Submitted November 2, 2005
Accepted October 12, 2006
Transport of the essential nutrient isoleucine in human
erythrocytes infected with the malaria parasite
Plasmodium falciparum
Rowena E Martin and Kiaran Kirk*
School of Biochemistry and Molecular Biology, The Australian National University, Canberra, Australia
* Corresponding author; email: kiaran.kirk{at}anu.edu.au.
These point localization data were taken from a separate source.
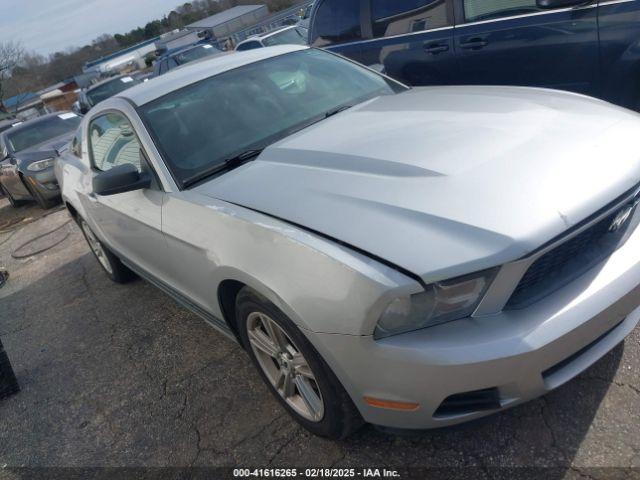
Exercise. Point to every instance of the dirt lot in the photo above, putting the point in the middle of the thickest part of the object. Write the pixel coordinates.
(123, 376)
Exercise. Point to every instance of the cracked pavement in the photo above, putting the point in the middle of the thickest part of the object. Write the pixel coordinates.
(116, 375)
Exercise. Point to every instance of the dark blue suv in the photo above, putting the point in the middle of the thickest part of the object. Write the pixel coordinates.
(590, 47)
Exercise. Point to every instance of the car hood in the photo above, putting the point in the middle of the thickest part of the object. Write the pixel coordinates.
(48, 149)
(443, 181)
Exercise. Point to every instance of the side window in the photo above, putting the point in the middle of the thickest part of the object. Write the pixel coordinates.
(476, 10)
(113, 142)
(248, 46)
(406, 16)
(76, 143)
(336, 21)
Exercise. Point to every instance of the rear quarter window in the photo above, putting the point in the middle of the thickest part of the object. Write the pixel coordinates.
(336, 21)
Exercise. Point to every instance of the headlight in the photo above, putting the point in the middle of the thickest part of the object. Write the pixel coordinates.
(41, 165)
(441, 302)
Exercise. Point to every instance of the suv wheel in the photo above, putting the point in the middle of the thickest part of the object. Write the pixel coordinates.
(293, 370)
(111, 264)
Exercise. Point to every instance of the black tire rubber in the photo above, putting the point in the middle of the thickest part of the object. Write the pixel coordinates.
(341, 417)
(13, 202)
(120, 273)
(42, 202)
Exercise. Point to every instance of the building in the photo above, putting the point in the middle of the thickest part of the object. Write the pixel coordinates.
(130, 58)
(177, 39)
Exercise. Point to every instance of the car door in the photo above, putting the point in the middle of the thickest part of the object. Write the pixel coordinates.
(9, 175)
(514, 42)
(130, 223)
(412, 40)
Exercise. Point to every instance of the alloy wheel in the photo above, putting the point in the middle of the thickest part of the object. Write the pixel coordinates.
(285, 366)
(96, 247)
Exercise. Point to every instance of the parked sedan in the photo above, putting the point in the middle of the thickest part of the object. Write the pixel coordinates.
(182, 56)
(283, 36)
(27, 154)
(105, 89)
(408, 257)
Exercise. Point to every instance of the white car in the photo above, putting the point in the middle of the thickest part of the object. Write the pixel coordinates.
(292, 35)
(412, 258)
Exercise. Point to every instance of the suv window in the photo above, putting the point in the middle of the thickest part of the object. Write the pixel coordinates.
(113, 142)
(76, 143)
(406, 16)
(249, 46)
(336, 21)
(476, 10)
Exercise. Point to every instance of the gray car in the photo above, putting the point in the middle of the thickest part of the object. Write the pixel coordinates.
(27, 154)
(411, 258)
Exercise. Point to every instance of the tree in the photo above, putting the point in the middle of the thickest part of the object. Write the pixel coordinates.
(11, 54)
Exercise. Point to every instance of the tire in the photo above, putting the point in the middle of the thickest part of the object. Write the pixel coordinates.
(42, 202)
(110, 264)
(14, 203)
(331, 412)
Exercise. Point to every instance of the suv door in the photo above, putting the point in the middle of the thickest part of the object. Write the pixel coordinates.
(410, 40)
(129, 223)
(514, 42)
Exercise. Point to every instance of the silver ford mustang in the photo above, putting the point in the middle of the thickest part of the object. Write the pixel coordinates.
(412, 258)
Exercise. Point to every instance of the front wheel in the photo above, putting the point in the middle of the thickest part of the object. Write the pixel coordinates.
(111, 264)
(42, 202)
(13, 202)
(292, 369)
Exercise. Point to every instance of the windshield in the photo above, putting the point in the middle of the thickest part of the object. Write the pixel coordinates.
(28, 136)
(286, 37)
(109, 89)
(200, 126)
(195, 54)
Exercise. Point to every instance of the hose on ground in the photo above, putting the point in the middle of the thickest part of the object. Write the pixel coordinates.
(17, 256)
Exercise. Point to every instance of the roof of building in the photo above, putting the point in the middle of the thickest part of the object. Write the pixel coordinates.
(224, 17)
(21, 99)
(197, 71)
(124, 51)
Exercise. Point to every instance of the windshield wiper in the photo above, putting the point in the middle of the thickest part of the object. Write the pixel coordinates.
(337, 110)
(226, 165)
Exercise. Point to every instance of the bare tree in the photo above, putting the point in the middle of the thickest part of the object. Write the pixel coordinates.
(11, 54)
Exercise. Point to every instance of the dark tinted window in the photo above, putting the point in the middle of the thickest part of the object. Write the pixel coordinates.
(406, 16)
(476, 10)
(248, 46)
(199, 126)
(336, 21)
(40, 131)
(113, 142)
(76, 143)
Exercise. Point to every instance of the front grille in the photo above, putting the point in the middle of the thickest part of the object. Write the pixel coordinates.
(568, 261)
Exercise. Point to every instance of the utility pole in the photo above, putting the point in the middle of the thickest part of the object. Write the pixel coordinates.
(8, 382)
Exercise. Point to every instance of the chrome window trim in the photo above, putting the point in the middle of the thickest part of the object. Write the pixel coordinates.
(613, 2)
(401, 35)
(510, 274)
(525, 15)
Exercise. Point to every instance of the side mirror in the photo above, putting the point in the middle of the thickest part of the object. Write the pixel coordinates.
(550, 4)
(120, 179)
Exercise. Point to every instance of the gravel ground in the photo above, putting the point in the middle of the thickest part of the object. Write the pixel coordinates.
(117, 375)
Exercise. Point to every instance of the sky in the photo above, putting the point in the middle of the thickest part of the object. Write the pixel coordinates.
(47, 26)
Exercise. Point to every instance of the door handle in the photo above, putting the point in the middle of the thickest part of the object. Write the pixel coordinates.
(435, 48)
(474, 44)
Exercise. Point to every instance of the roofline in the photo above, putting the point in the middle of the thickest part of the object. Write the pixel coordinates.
(195, 72)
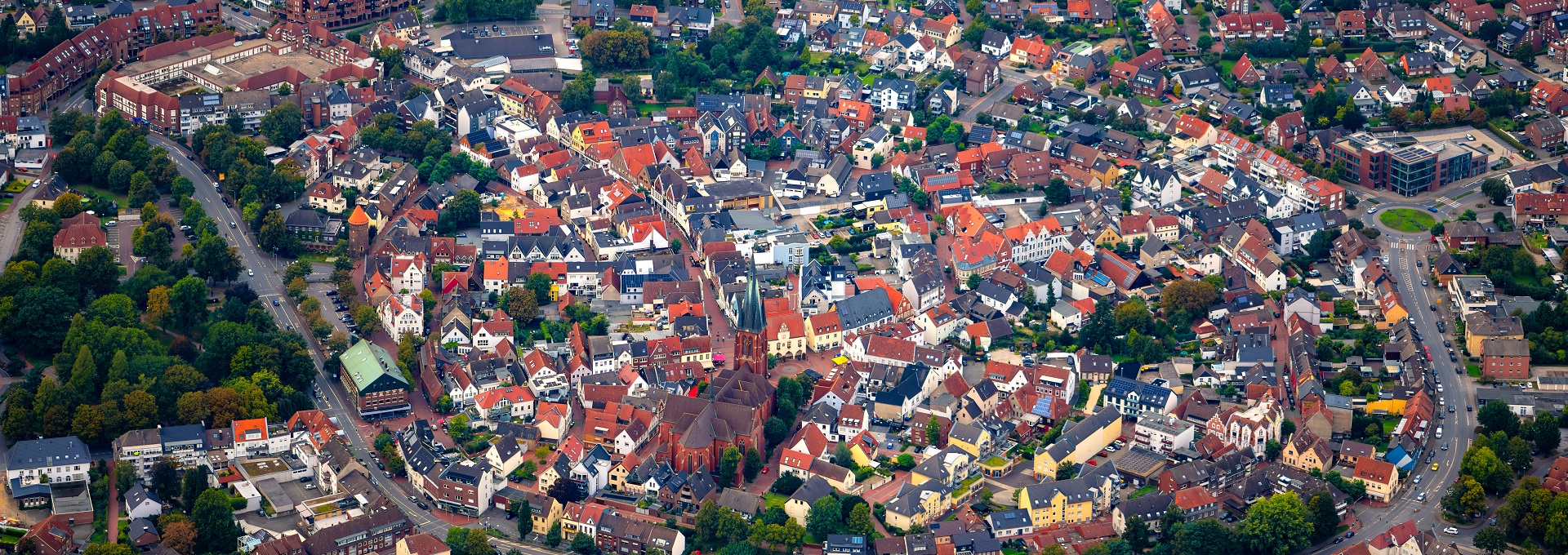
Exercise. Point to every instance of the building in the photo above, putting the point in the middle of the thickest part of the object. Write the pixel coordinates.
(1058, 502)
(1308, 452)
(623, 535)
(336, 15)
(1382, 478)
(61, 460)
(1162, 433)
(402, 314)
(373, 380)
(1079, 441)
(1506, 357)
(78, 234)
(1407, 170)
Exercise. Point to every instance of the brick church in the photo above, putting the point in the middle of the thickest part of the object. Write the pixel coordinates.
(697, 430)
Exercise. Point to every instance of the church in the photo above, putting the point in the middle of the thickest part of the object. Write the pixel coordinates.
(695, 430)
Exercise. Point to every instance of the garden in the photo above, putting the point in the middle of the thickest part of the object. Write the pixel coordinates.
(1409, 220)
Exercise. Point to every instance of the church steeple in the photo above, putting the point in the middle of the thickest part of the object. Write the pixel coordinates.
(751, 322)
(751, 316)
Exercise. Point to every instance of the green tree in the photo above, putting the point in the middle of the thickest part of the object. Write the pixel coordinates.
(1498, 417)
(753, 463)
(465, 209)
(1136, 534)
(214, 519)
(1491, 541)
(577, 96)
(823, 517)
(283, 124)
(1276, 526)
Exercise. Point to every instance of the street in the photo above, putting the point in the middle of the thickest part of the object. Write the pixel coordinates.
(269, 286)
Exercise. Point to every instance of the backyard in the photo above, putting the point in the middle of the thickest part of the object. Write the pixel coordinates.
(1409, 220)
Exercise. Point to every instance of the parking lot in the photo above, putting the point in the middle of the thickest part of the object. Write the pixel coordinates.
(333, 313)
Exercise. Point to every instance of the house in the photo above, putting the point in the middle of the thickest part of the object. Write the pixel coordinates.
(1380, 477)
(1506, 357)
(1079, 441)
(996, 44)
(1547, 132)
(373, 380)
(143, 504)
(54, 460)
(1308, 452)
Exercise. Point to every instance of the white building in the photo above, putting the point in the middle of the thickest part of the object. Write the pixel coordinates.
(402, 314)
(63, 460)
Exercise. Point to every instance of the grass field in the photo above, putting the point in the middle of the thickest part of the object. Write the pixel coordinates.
(1407, 220)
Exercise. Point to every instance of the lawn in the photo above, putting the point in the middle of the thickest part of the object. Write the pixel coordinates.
(317, 257)
(1407, 220)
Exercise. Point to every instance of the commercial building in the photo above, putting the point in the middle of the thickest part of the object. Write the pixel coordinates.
(63, 460)
(1407, 170)
(375, 381)
(334, 15)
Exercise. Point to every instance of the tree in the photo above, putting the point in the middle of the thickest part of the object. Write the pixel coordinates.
(1491, 541)
(1058, 193)
(524, 517)
(753, 463)
(786, 485)
(719, 526)
(554, 536)
(728, 464)
(1067, 471)
(214, 521)
(216, 259)
(195, 483)
(823, 517)
(180, 536)
(584, 544)
(577, 96)
(283, 124)
(1547, 433)
(1191, 295)
(1276, 526)
(1498, 417)
(1496, 190)
(465, 209)
(1136, 534)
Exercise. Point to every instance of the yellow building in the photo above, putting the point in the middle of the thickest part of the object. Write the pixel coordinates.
(969, 437)
(1107, 238)
(823, 331)
(787, 337)
(1392, 406)
(1079, 442)
(918, 505)
(1380, 477)
(1479, 326)
(1308, 452)
(546, 512)
(1060, 500)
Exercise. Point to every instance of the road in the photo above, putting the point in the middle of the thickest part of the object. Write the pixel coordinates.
(1404, 253)
(11, 224)
(269, 284)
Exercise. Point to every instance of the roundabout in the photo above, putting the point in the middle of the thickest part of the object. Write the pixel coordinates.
(1407, 220)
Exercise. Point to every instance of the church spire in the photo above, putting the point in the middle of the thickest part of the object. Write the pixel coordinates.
(751, 316)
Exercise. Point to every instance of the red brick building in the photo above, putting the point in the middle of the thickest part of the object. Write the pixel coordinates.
(1506, 357)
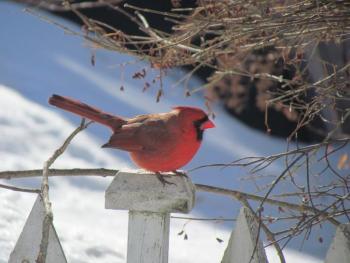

The intraerythrocytic malaria parasite derives much of its requirement for amino acids from the digestion of the haemoglobin of its host cell. However one amino acid, isoleucine, is absent from adult human hemoglobin and must therefore be obtained from the extracellular medium. In this study we have characterised the mechanisms involved in the uptake of isoleucine by the intraerythrocytic parasite. Under physiological conditions the rate of transport of isoleucine into human erythrocytes infected with mature 'trophozoite-stage' P. falciparum parasites is increased to approximately five-fold that in uninfected cells, with the increased flux being via the 'new permeability pathways' (NPP) induced by the parasite in the host cell membrane. Transport via the NPP ensures that protein synthesis is not rate-limited by the flux of isoleucine across the erythrocyte membrane. On entering the infected erythrocyte, isoleucine is taken up into the parasite via a saturable, ATP-, Na+-, and H+-independent system which has the capacity to mediate the influx of isoleucine in exchange for leucine (liberated from hemoglobin). The accumulation of radiolabelled isoleucine within the parasite is mediated by a second (high-affinity, ATP-dependent) mechanism, perhaps
involving metabolism and/or the concentration of isoleucine within an intracellular organelle.